I started spewing about this stupid thing yesterday. Today we’re assuming, for the sake of argument, that Evil is Evil and that everyone everywhere agrees on some definition of Evil without any help or ultimate authority from any kind of creative, benevolent God.

The ancient Greek philosophy in question, again:

Is God willing to prevent evil, but not able? Then He is not omnipotent.
Is He able but not willing?  Then He is malevolent.
Is He both able and willing? Then whence cometh evil?
Is He neither able nor willing? Then why call Him God?

My second big problem with this little stanza is that it also assumes that only two things are necessary for the prevention of evil: a willing God and an able God.

If we assume that there are only two factors to any number of life’s little equations we can draw all kinds of strange conclusions.

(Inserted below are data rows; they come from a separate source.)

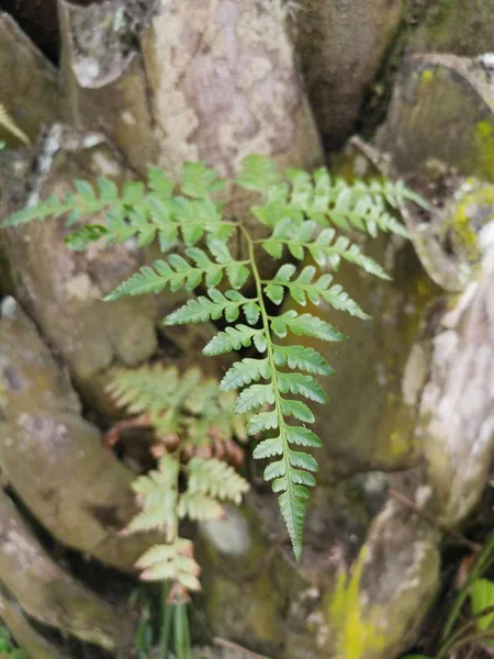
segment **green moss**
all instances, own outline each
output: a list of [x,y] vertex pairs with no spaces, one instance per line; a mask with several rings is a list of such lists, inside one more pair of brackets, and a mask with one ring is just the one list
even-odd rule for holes
[[336,633],[340,659],[361,659],[370,650],[384,648],[385,636],[379,629],[377,611],[363,613],[360,602],[360,581],[366,561],[366,549],[355,563],[351,573],[340,574],[328,605],[328,619]]
[[483,178],[494,182],[494,118],[492,121],[480,121],[475,125],[473,142],[478,159],[473,164],[473,171],[482,172]]
[[[487,129],[483,125],[481,130]],[[445,224],[444,233],[451,242],[454,252],[463,255],[467,261],[474,266],[481,257],[478,236],[480,226],[474,224],[479,222],[484,224],[494,216],[494,187],[484,185],[475,187],[473,181],[469,182],[473,189],[464,193],[457,203],[454,212]]]

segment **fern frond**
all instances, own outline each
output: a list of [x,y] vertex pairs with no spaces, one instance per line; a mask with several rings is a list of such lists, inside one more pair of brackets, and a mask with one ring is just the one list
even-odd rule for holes
[[[88,230],[94,231],[94,225],[85,227],[82,231]],[[80,233],[75,235],[78,236]],[[216,253],[217,263],[213,263],[205,252],[199,249],[199,247],[186,249],[186,255],[193,264],[188,263],[179,254],[170,254],[167,260],[155,261],[154,269],[149,266],[141,268],[138,272],[121,283],[105,299],[116,300],[124,295],[157,294],[167,286],[170,287],[172,292],[181,288],[192,291],[202,283],[203,279],[207,287],[213,288],[221,283],[225,271],[234,289],[242,288],[248,279],[249,271],[245,267],[247,261],[233,259],[226,245],[222,245],[221,253]]]
[[159,467],[139,476],[132,489],[142,501],[142,511],[127,525],[126,533],[161,529],[171,543],[177,535],[178,461],[168,454]]
[[346,311],[350,315],[363,320],[369,317],[339,284],[330,286],[332,275],[321,275],[316,281],[313,281],[316,268],[306,266],[299,273],[299,277],[292,281],[292,276],[295,272],[295,266],[285,264],[281,266],[270,282],[266,282],[265,293],[271,302],[281,304],[284,299],[284,289],[287,289],[291,298],[302,306],[305,306],[307,300],[313,304],[319,304],[321,300],[324,300],[334,309]]
[[201,590],[198,579],[201,568],[194,560],[191,540],[176,538],[168,545],[155,545],[135,565],[143,570],[141,579],[144,581],[170,580],[188,591]]
[[260,378],[267,380],[270,376],[268,359],[243,359],[236,361],[224,376],[221,387],[224,391],[239,389],[244,384],[257,382]]
[[273,344],[273,358],[277,366],[284,366],[289,368],[300,368],[310,373],[318,376],[334,376],[335,371],[327,364],[317,350],[314,348],[304,348],[304,346],[279,346]]
[[270,326],[271,331],[281,338],[287,336],[288,330],[297,336],[312,336],[321,340],[345,340],[347,338],[345,334],[335,330],[326,321],[322,321],[311,313],[299,314],[293,309],[279,316],[271,316]]
[[209,320],[217,321],[222,315],[232,323],[238,319],[240,310],[249,324],[257,323],[260,314],[257,298],[245,298],[238,291],[227,291],[223,294],[216,289],[209,289],[207,295],[209,298],[200,295],[195,300],[189,300],[183,306],[170,313],[165,319],[165,324],[204,323]]
[[180,520],[189,518],[194,522],[217,520],[225,514],[221,503],[203,492],[183,492],[178,504]]
[[263,156],[247,156],[242,166],[236,181],[246,190],[266,196],[273,186],[281,181],[274,164]]
[[249,491],[249,483],[221,460],[192,458],[188,463],[188,489],[190,494],[202,493],[220,501],[239,504],[242,496]]
[[[137,376],[122,376],[112,384],[112,395],[130,412],[148,414],[156,432],[166,434],[171,426],[173,432],[183,433],[189,448],[221,444],[233,432],[237,436],[262,434],[254,455],[270,461],[265,477],[279,494],[295,556],[300,558],[308,488],[315,484],[313,473],[317,470],[314,457],[300,447],[318,447],[321,439],[305,427],[314,422],[311,407],[292,396],[325,404],[324,389],[313,376],[332,376],[334,371],[317,350],[301,345],[302,339],[293,345],[291,335],[325,342],[344,340],[346,336],[317,315],[295,309],[282,309],[274,315],[271,310],[290,297],[296,305],[327,304],[368,319],[327,270],[336,272],[341,261],[347,261],[375,277],[389,277],[341,231],[357,230],[371,236],[381,231],[406,237],[406,230],[393,216],[392,209],[406,201],[424,208],[427,204],[403,183],[348,182],[333,178],[325,168],[313,174],[289,169],[281,176],[274,164],[262,156],[250,156],[244,161],[236,183],[257,193],[250,219],[256,217],[268,230],[267,237],[254,237],[250,220],[246,223],[222,216],[223,206],[215,193],[225,181],[203,163],[184,164],[178,190],[157,168],[149,168],[146,183],[125,183],[121,189],[106,179],[99,180],[98,189],[78,181],[75,193],[24,209],[8,223],[66,214],[69,222],[75,222],[99,213],[98,224],[87,224],[68,238],[74,248],[101,238],[123,243],[132,237],[138,245],[156,239],[164,253],[169,253],[179,241],[186,244],[182,254],[167,254],[153,267],[142,268],[108,300],[158,293],[167,287],[171,291],[192,291],[205,286],[206,294],[201,291],[203,294],[170,313],[165,324],[226,321],[227,326],[204,347],[204,355],[254,348],[259,356],[234,362],[221,382],[223,399],[217,395],[217,383],[206,384],[197,371],[189,371],[182,379],[175,373],[166,384],[157,381],[158,373],[154,371],[148,371],[143,381]],[[235,259],[228,249],[227,243],[234,235],[247,246],[248,256],[243,260]],[[297,268],[284,264],[273,278],[263,280],[258,247],[274,259],[290,255],[296,261],[310,259],[311,265]],[[242,292],[248,278],[254,282],[254,297]],[[220,283],[222,291],[216,288]],[[238,322],[240,317],[245,322]],[[236,400],[226,398],[236,389],[242,389]],[[247,420],[245,415],[251,411],[256,414]],[[239,416],[235,417],[234,412]],[[165,483],[161,466],[137,481],[143,510],[134,521],[134,529],[161,525],[171,528],[172,514],[176,521],[179,514],[194,518],[217,515],[216,500],[239,501],[247,489],[247,483],[217,459],[195,456],[187,470],[188,489],[181,498],[176,485]],[[153,573],[162,577],[170,570],[167,565]]]
[[170,398],[177,391],[178,371],[160,365],[138,369],[114,371],[106,387],[115,404],[131,414],[159,413],[170,406]]

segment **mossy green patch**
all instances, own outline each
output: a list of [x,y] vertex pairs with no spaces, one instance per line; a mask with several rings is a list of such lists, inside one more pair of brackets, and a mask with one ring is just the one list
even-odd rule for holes
[[379,628],[378,611],[363,606],[360,601],[360,582],[366,562],[363,548],[350,574],[341,573],[328,605],[329,623],[336,633],[336,647],[340,659],[361,659],[369,651],[385,647],[385,637]]

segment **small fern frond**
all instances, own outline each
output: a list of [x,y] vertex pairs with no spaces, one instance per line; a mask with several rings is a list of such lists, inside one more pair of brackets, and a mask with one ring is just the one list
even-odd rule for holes
[[[86,231],[93,230],[94,225],[85,227]],[[82,230],[82,231],[85,231]],[[79,235],[81,232],[75,235]],[[220,249],[221,247],[221,249]],[[160,293],[167,286],[175,292],[182,288],[192,291],[205,281],[207,287],[214,288],[223,280],[226,272],[234,289],[242,288],[249,277],[246,268],[247,261],[237,261],[232,258],[226,245],[216,242],[214,256],[216,263],[212,261],[203,249],[190,247],[186,255],[193,261],[188,263],[179,254],[170,254],[167,260],[157,260],[153,268],[144,266],[138,272],[121,283],[106,300],[116,300],[124,295],[142,295],[146,293]]]
[[[334,280],[334,272],[341,261],[347,261],[381,279],[389,277],[341,231],[357,230],[371,236],[381,231],[406,237],[406,228],[391,210],[406,201],[423,208],[427,203],[401,182],[348,182],[333,178],[325,168],[313,174],[289,169],[281,176],[274,164],[262,156],[247,158],[235,182],[258,198],[250,209],[249,222],[225,220],[223,205],[215,199],[225,181],[203,163],[187,163],[178,187],[157,168],[149,168],[145,185],[124,183],[121,190],[106,179],[100,179],[98,190],[87,181],[78,181],[74,194],[24,209],[8,224],[65,214],[75,222],[99,213],[98,224],[88,224],[68,238],[74,248],[101,238],[108,243],[133,238],[141,246],[156,239],[165,257],[124,281],[108,300],[159,293],[167,287],[171,291],[205,288],[206,293],[201,289],[201,295],[170,313],[165,324],[221,320],[226,326],[207,343],[205,355],[244,348],[259,355],[237,359],[223,377],[221,389],[225,396],[242,390],[236,400],[222,399],[215,392],[217,384],[204,383],[198,372],[189,372],[182,379],[175,373],[164,384],[149,371],[146,381],[141,382],[137,376],[122,376],[112,384],[112,395],[119,404],[132,413],[148,414],[158,433],[166,434],[170,425],[173,433],[183,433],[188,458],[194,456],[187,465],[188,489],[181,496],[176,484],[165,482],[161,465],[136,481],[144,503],[133,528],[171,528],[175,515],[176,529],[179,514],[205,518],[220,513],[218,500],[238,502],[248,489],[246,481],[225,462],[200,458],[193,449],[206,447],[209,453],[203,455],[213,456],[212,446],[227,442],[233,432],[237,436],[262,435],[254,456],[268,460],[265,478],[279,495],[294,552],[300,558],[308,488],[315,484],[313,474],[317,470],[314,457],[300,447],[321,446],[319,437],[305,427],[314,422],[314,413],[300,399],[325,404],[325,391],[314,376],[332,376],[334,371],[317,350],[301,345],[302,339],[294,343],[292,335],[325,342],[340,342],[346,336],[317,315],[296,309],[282,309],[279,314],[272,310],[290,297],[296,305],[326,304],[368,319]],[[266,237],[252,235],[252,216],[263,225]],[[247,247],[243,260],[235,259],[228,249],[234,235]],[[181,254],[169,253],[179,241],[184,243]],[[290,255],[295,261],[307,259],[310,265],[297,268],[283,264],[273,278],[262,279],[258,248],[274,259]],[[255,289],[250,297],[242,292],[247,280]],[[248,420],[245,415],[252,411],[256,413]],[[235,417],[234,412],[239,416]],[[154,574],[162,578],[170,570],[168,565],[161,566]]]
[[132,489],[142,502],[142,511],[127,525],[126,533],[161,529],[171,543],[177,535],[179,462],[165,454],[157,470],[139,476]]
[[209,298],[200,295],[189,300],[183,306],[177,309],[165,319],[166,325],[184,325],[187,323],[204,323],[217,321],[223,315],[228,323],[236,321],[244,312],[246,321],[255,325],[259,319],[260,308],[256,299],[245,298],[238,291],[227,291],[223,294],[216,289],[209,289]]
[[188,463],[189,494],[205,494],[220,501],[242,502],[250,485],[249,483],[225,462],[221,460],[194,457]]
[[289,368],[300,368],[310,373],[318,376],[334,376],[335,371],[327,364],[324,357],[314,348],[304,348],[304,346],[280,346],[273,344],[273,359],[277,366]]
[[287,332],[293,332],[297,336],[305,335],[321,340],[345,340],[347,336],[341,334],[319,317],[311,313],[299,314],[291,309],[279,316],[270,316],[271,331],[279,337],[287,336]]
[[188,591],[200,591],[198,579],[201,568],[193,557],[191,540],[176,538],[168,545],[155,545],[135,563],[143,570],[144,581],[170,580],[180,583]]
[[224,376],[221,387],[224,391],[239,389],[250,382],[257,382],[260,378],[267,380],[270,376],[269,361],[265,359],[248,359],[236,361]]
[[[171,324],[168,319],[169,316],[167,317],[167,324]],[[205,346],[203,353],[213,357],[232,350],[239,350],[242,347],[247,348],[252,343],[259,353],[266,350],[267,342],[263,330],[238,324],[235,327],[226,327],[224,332],[218,332]]]
[[178,504],[180,520],[189,518],[193,522],[218,520],[225,514],[221,503],[203,492],[183,492]]

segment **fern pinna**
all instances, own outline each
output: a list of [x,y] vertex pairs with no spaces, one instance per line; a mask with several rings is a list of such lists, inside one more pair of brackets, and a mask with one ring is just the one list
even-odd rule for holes
[[193,544],[180,537],[180,521],[218,518],[224,502],[242,502],[248,482],[214,450],[235,462],[234,448],[242,449],[233,437],[245,438],[246,418],[234,411],[236,395],[221,391],[216,380],[197,368],[183,375],[159,364],[120,369],[108,390],[120,407],[138,414],[138,423],[131,425],[154,429],[153,454],[158,458],[157,468],[132,485],[141,510],[122,533],[164,532],[166,544],[150,547],[136,567],[144,580],[170,582],[170,601],[182,602],[189,591],[200,589],[200,567]]
[[[279,494],[281,512],[300,559],[308,488],[315,484],[317,470],[315,458],[306,449],[321,446],[319,437],[306,426],[314,422],[314,414],[300,398],[324,404],[326,394],[314,376],[328,376],[333,370],[315,349],[285,337],[339,342],[346,336],[311,313],[291,309],[277,314],[272,309],[281,308],[290,297],[301,305],[306,300],[324,301],[334,309],[366,317],[357,302],[334,283],[330,272],[346,260],[380,278],[386,278],[386,273],[347,235],[338,235],[337,230],[351,228],[371,236],[383,231],[406,237],[405,228],[389,209],[398,208],[405,200],[420,203],[420,199],[402,183],[347,183],[332,178],[325,168],[313,175],[289,169],[283,177],[261,156],[246,158],[235,182],[258,196],[248,219],[225,219],[216,193],[226,181],[204,164],[188,163],[178,187],[154,167],[146,185],[125,183],[122,192],[106,179],[99,181],[98,191],[90,183],[78,181],[74,194],[29,206],[14,214],[8,224],[65,213],[70,213],[69,221],[74,223],[101,213],[104,223],[86,224],[68,237],[72,248],[83,249],[97,239],[110,244],[130,238],[144,246],[157,238],[164,258],[153,267],[143,267],[108,300],[159,293],[167,287],[171,291],[205,287],[205,294],[190,300],[164,322],[179,325],[224,319],[226,328],[205,346],[204,354],[215,356],[250,347],[256,353],[236,361],[221,387],[243,389],[237,412],[257,411],[248,433],[263,433],[265,439],[255,448],[254,456],[269,460],[265,477]],[[256,221],[263,225],[266,237],[252,233]],[[246,245],[242,258],[236,258],[228,248],[235,234]],[[179,244],[186,246],[182,254],[171,252]],[[259,269],[262,250],[274,259],[289,256],[295,263],[308,256],[314,265],[299,270],[292,263],[284,263],[274,278],[267,280]],[[229,288],[220,290],[217,287],[225,278]],[[242,292],[248,280],[251,294]]]

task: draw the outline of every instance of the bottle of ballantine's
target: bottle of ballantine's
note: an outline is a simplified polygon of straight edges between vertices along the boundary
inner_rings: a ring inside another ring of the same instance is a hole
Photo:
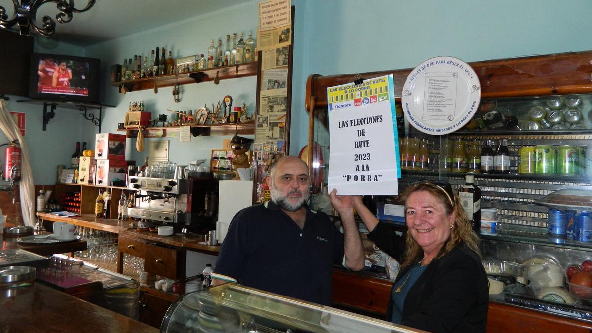
[[[481,233],[481,190],[475,185],[474,174],[466,174],[465,185],[458,190],[458,197],[473,230]]]

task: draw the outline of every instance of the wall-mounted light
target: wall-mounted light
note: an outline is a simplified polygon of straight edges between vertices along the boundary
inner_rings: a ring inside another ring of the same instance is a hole
[[[49,16],[46,15],[41,20],[43,24],[39,27],[35,23],[37,9],[42,5],[50,2],[56,4],[60,11],[56,15],[56,20],[60,23],[67,23],[72,21],[73,13],[84,12],[92,8],[96,0],[88,0],[88,4],[82,9],[75,8],[74,0],[12,0],[14,14],[8,18],[6,9],[0,6],[0,27],[10,28],[18,24],[21,35],[30,34],[30,30],[41,36],[49,36],[56,31],[56,22]],[[20,3],[19,3],[20,2]]]

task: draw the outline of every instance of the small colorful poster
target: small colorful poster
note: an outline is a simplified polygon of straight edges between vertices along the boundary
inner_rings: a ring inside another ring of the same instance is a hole
[[[396,196],[401,177],[392,76],[327,88],[329,193]]]

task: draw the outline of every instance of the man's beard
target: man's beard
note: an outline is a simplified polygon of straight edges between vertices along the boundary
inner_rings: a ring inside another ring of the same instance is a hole
[[[292,203],[288,200],[287,197],[294,193],[301,194],[300,191],[294,190],[288,192],[286,196],[282,196],[274,185],[272,184],[271,185],[271,200],[274,200],[274,202],[280,208],[288,212],[296,212],[303,207],[304,207],[306,201],[308,200],[308,194],[307,193],[305,195],[302,196],[302,198],[300,201],[296,203]]]

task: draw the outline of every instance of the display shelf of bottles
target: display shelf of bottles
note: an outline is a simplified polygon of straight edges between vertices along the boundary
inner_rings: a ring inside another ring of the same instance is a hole
[[[178,136],[178,133],[181,127],[188,126],[166,126],[161,127],[144,127],[142,133],[144,137],[165,137],[166,136]],[[209,135],[234,135],[235,134],[249,135],[255,135],[255,122],[243,123],[239,124],[220,124],[193,125],[191,128],[191,135],[194,136]],[[118,129],[118,132],[124,132],[127,137],[137,137],[137,129]],[[172,133],[172,135],[171,135]]]
[[[186,73],[160,75],[126,82],[111,82],[111,85],[118,87],[120,89],[122,86],[125,86],[128,91],[146,90],[154,89],[155,85],[159,87],[171,87],[175,84],[183,85],[213,81],[216,77],[218,80],[227,80],[245,76],[255,76],[257,75],[258,67],[257,62],[253,61]]]

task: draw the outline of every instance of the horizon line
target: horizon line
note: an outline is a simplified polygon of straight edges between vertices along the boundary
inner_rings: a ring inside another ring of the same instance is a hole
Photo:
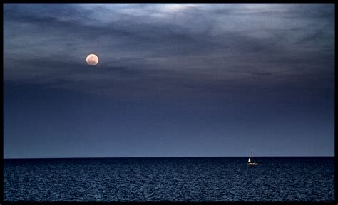
[[[255,157],[334,157],[334,155],[288,155],[288,156],[255,156]],[[204,157],[4,157],[3,159],[101,159],[101,158],[221,158],[221,157],[247,157],[247,156],[204,156]]]

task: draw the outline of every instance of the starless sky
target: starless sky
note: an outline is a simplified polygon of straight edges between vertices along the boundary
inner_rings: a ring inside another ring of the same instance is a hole
[[[4,60],[5,158],[334,154],[334,4],[5,4]]]

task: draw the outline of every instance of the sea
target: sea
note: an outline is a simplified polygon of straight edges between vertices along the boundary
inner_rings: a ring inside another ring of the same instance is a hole
[[[334,158],[4,159],[4,201],[334,201]]]

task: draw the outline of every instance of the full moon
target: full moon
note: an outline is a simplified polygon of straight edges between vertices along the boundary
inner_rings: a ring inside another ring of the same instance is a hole
[[[89,65],[96,65],[98,63],[98,58],[95,54],[89,54],[86,58],[86,61],[87,61],[87,64]]]

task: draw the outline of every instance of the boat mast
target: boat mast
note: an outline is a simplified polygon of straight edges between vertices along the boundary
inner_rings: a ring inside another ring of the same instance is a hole
[[[253,162],[253,149],[251,149],[251,161]]]

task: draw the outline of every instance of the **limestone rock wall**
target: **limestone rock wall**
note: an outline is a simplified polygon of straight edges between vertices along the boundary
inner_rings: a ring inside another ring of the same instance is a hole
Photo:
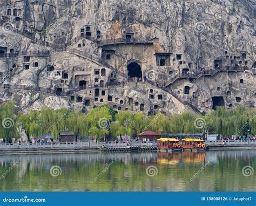
[[[253,0],[2,1],[1,97],[25,111],[47,105],[86,112],[102,104],[146,115],[189,109],[172,91],[201,111],[211,110],[218,97],[226,107],[254,107],[255,6]],[[113,43],[120,39],[125,42]],[[178,73],[238,67],[251,73],[221,71],[170,84]],[[129,76],[142,81],[127,82]]]

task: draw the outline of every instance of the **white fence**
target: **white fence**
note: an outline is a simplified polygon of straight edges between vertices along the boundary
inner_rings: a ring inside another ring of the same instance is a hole
[[[207,146],[225,146],[225,145],[255,145],[256,140],[217,140],[217,141],[205,141],[205,143]]]
[[[58,143],[13,143],[0,144],[0,149],[37,149],[49,148],[85,148],[85,147],[99,147],[104,145],[107,147],[122,147],[127,146],[156,146],[157,142],[58,142]]]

If I told you, for example, that all it takes to make a baby is an egg and a sperm, you would look at the world around you and any number of wrong answers would seem perfectly reasonable. You would naturally assume that a couple who is having trouble conceiving is missing either an egg or some sperm. You could convince them to buy cells from other people, or sell them drugs to help them produce more of their own, when in fact that may not be the issue. Its makes much more conceive: timing, healthy uterus, proper hormone balances, etc.

If a mayor proposed to end murder in his city by jailing all the criminals for life and outlawing guns, would he be successful? Not entirely. Because there are more elements involved.

The same is true of this issue of Evil. Preventing evil in a world full of free-willed people requires more than a God who is both willing and able. He is willing. He is able. Then whence cometh evil? From you, man.

He is willing if we ask Him, and He is able if we let Him. But we don’t. We refuse Him. We shut Him out of our lives, our workplaces, our schools, our societies, and our countries.

He is willing and able, but He is also Good and He is Just. He is the author of free will and He will not violate it. The same people who cry about, “Why doesn’t God do something about this?!” would find themselves even more miserable if He did. If He decided one day to take back what He said about free will and choice. If He somehow sucked it out of us and we became flesh and blood robots.

You’d really hate Him then.

Some will argue that means He isn’t really willing, since He isn’t willing to violate free will. Or that He isn’t really able, since He’s bound by His own word. Tomorrow.